In Kent and Sussex Andrewtide gave the right to hunt squirrels, and in Hasted’s History of Kent (1782) the day is said to allow the ‘lower kind’ to form a lawless rabble hunting any manner of hares, partridges and pheasants. (Perpetual Almanac by Charles Kightly).
St Andrew in London
On the corner of Leadenhall Street and St Mary Axe in the City of London is one of the very few medieval Churches that survived the Great Fire of London is 1666. It was sheltered by the firebreak that was the Leadenhall, a big market building made of stone.
The Church is the Maypole Church as it was here the Maypole or the shaft was stored under the eves of the Church when not in use. Hence, St Andrew’s sobriquet of ‘Undershaft’. The MayDay riot in 1517 put an end to the dancing around the Maypole but the pole itself survived until 1547 when, in a Puritan riot, the ‘stynking idol’ was destroyed. (see my May Day blog post here for more more details of Mayday.)

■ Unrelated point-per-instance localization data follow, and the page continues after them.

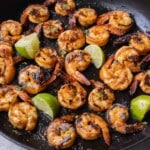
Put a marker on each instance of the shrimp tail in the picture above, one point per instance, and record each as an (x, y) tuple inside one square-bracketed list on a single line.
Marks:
[(106, 137), (72, 21), (145, 62), (135, 127), (49, 2), (122, 40), (80, 77)]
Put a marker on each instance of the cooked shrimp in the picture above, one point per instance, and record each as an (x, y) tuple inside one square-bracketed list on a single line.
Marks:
[(33, 80), (117, 117), (143, 79), (76, 61), (46, 58), (7, 67), (91, 126), (129, 56), (72, 95), (22, 115), (101, 97), (49, 2), (117, 22), (9, 95), (116, 75), (71, 39), (85, 17), (65, 7), (10, 31), (141, 42), (97, 35), (61, 134), (35, 13), (52, 29)]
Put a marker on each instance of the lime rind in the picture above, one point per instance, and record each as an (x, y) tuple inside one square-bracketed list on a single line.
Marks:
[(97, 55), (140, 106), (28, 45), (46, 103)]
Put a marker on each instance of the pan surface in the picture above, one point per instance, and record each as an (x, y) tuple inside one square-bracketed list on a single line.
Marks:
[(140, 10)]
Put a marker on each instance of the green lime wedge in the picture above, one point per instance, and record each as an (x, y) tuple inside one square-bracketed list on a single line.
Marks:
[(28, 45), (46, 103), (140, 105), (97, 55)]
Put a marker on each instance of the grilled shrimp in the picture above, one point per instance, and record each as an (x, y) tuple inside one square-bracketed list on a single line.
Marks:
[(117, 22), (9, 95), (101, 97), (7, 67), (97, 35), (52, 29), (10, 31), (116, 75), (85, 17), (117, 116), (91, 126), (71, 39), (61, 134), (143, 79), (130, 57), (22, 115), (76, 61), (33, 80), (35, 13), (72, 95), (46, 58), (49, 2), (65, 7), (141, 42)]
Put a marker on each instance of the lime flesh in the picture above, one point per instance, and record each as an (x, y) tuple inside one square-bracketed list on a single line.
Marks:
[(28, 46), (46, 103), (140, 105), (97, 55)]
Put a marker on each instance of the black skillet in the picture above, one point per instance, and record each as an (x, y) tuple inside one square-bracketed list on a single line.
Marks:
[(140, 10)]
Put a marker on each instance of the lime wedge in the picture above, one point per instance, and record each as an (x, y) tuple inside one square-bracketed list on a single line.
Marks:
[(140, 105), (97, 55), (46, 103), (28, 45)]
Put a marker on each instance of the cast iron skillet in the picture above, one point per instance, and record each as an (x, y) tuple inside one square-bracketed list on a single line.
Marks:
[(11, 9)]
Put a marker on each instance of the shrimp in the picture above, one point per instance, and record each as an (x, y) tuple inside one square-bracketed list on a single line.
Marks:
[(7, 67), (52, 29), (33, 80), (71, 39), (76, 61), (65, 7), (72, 95), (23, 115), (117, 22), (35, 13), (46, 58), (116, 75), (143, 79), (117, 115), (141, 42), (9, 95), (85, 17), (10, 31), (97, 35), (49, 2), (61, 134), (130, 57), (101, 97), (91, 126)]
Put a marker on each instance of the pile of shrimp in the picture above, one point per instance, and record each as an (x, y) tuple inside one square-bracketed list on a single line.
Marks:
[(121, 71)]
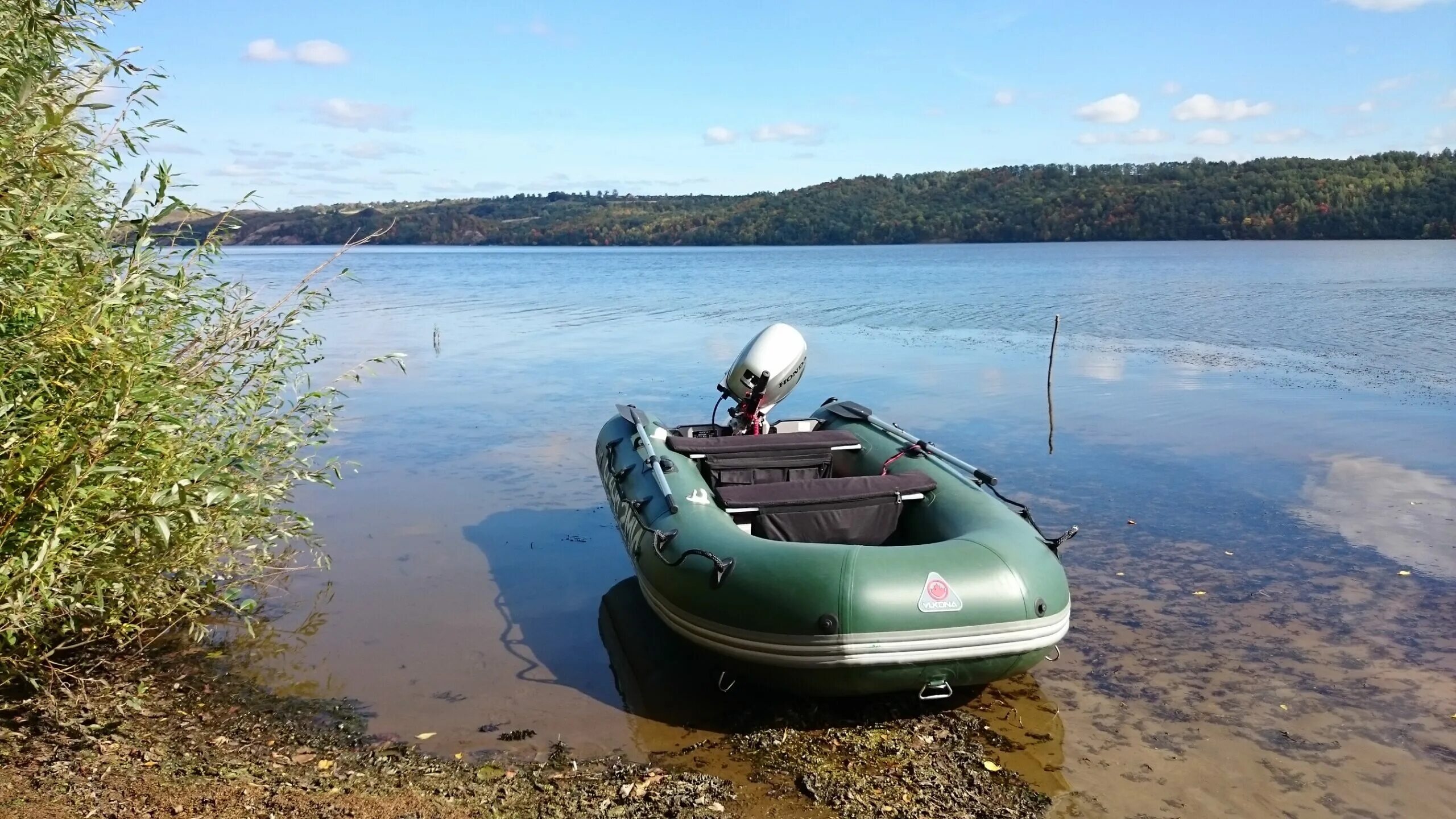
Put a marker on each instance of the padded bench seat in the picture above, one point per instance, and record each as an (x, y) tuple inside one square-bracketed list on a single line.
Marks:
[(861, 509), (763, 460)]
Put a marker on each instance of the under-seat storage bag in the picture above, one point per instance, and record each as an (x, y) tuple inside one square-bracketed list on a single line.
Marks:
[(868, 524), (765, 468)]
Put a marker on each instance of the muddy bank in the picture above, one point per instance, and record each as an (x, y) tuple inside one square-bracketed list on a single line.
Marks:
[(181, 737)]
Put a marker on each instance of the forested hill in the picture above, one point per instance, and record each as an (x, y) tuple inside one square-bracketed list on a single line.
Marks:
[(1389, 196)]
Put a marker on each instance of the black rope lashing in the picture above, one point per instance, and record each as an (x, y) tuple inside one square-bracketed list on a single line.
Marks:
[(1054, 544), (714, 419), (721, 568)]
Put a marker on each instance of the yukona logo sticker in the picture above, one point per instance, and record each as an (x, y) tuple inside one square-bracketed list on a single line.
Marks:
[(938, 597)]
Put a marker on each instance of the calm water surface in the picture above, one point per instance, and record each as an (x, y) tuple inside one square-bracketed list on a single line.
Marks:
[(1277, 419)]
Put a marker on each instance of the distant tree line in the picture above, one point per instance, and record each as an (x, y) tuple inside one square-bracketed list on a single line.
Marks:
[(1388, 196)]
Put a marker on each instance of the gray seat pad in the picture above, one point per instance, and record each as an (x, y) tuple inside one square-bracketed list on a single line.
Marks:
[(823, 490), (775, 444)]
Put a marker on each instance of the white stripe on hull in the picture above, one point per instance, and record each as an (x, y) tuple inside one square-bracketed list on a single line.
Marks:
[(858, 651)]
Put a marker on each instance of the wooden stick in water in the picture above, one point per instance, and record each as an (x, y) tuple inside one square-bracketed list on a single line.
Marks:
[(1052, 356)]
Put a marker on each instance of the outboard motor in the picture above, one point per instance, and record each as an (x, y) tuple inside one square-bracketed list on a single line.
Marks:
[(763, 375)]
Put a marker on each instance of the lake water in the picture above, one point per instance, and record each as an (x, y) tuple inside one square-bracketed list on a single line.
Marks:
[(1277, 419)]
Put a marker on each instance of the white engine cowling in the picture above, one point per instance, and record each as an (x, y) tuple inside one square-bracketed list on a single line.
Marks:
[(775, 358)]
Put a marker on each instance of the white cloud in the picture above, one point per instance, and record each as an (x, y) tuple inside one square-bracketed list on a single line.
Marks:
[(536, 28), (1363, 129), (719, 136), (309, 51), (362, 115), (1147, 136), (1212, 138), (321, 53), (1117, 108), (1139, 138), (1388, 5), (375, 151), (1205, 107), (266, 51), (1394, 84), (1286, 136), (237, 169), (171, 149), (796, 133)]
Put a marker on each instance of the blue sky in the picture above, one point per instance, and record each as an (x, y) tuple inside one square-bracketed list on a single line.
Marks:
[(321, 101)]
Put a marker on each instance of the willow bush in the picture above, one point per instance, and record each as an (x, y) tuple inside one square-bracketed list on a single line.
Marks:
[(154, 417)]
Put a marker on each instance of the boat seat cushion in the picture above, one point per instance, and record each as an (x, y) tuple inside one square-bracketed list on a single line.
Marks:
[(763, 460), (862, 509)]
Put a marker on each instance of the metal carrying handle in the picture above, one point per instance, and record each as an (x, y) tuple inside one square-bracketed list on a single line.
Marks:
[(935, 690), (653, 460)]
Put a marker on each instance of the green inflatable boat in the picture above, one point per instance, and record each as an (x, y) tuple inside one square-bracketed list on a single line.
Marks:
[(829, 556)]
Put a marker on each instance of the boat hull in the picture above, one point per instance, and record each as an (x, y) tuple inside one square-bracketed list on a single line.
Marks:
[(830, 618)]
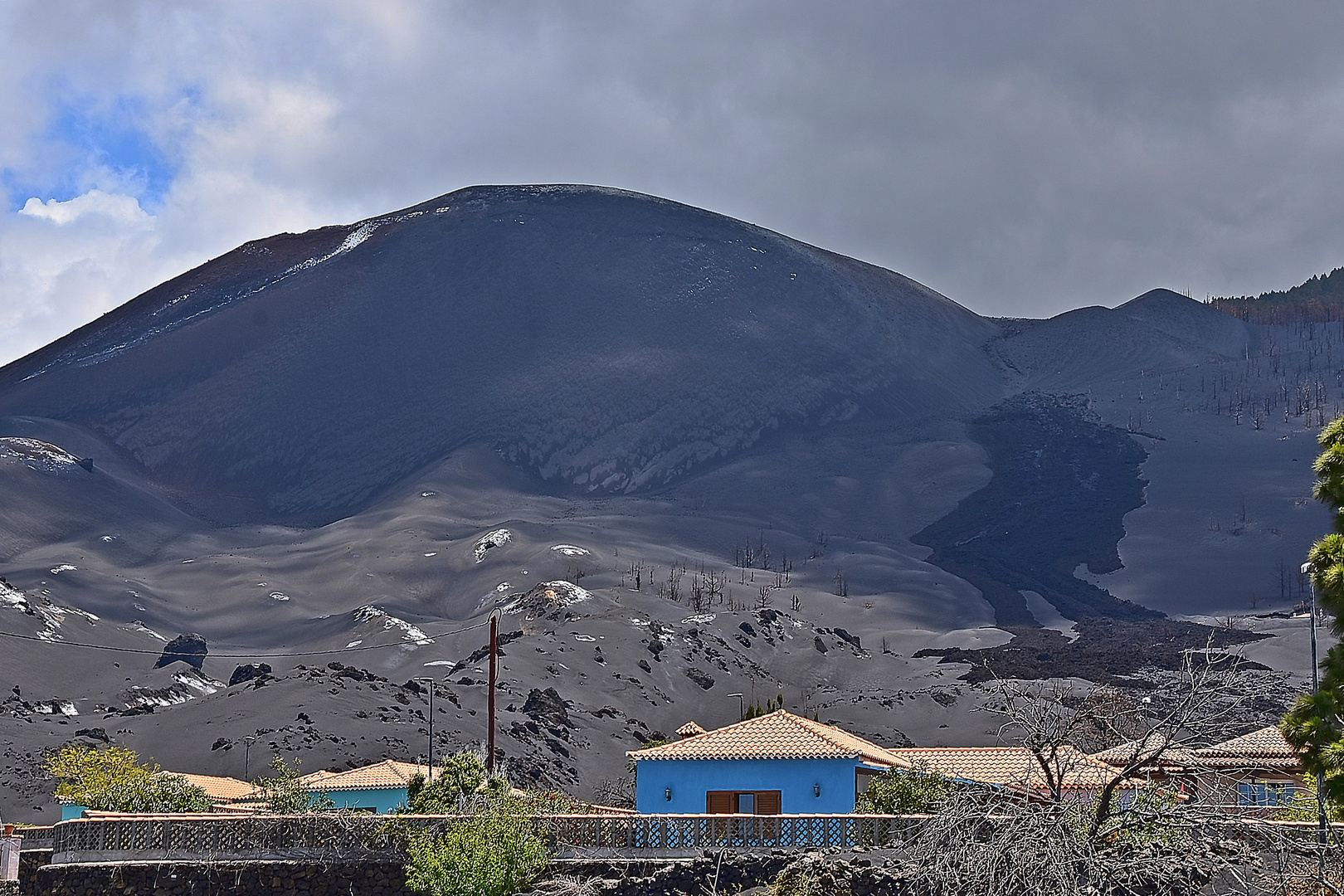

This is where the great London historian John Stow is buried. His Survey of London is one of the best sources for Medieval and Tudor London. Every three years, on April 5th or thereabouts, there is a commemorative service and his quill is changed. The Lord Mayor attends and it is organised by Stow’s Guild – the Merchant Taylors.
John Stow, author of the ‘Survey of London‘ first published in 1598. Available at the wonderful Project Gutenberg: ‘https://www.gutenberg.org/files/42959/42959-h/42959-h.htm’
There is also a plaque to Hans Holbein, but no one knows, for sure, where he is buried. He died in London in 1543, possibly of plague.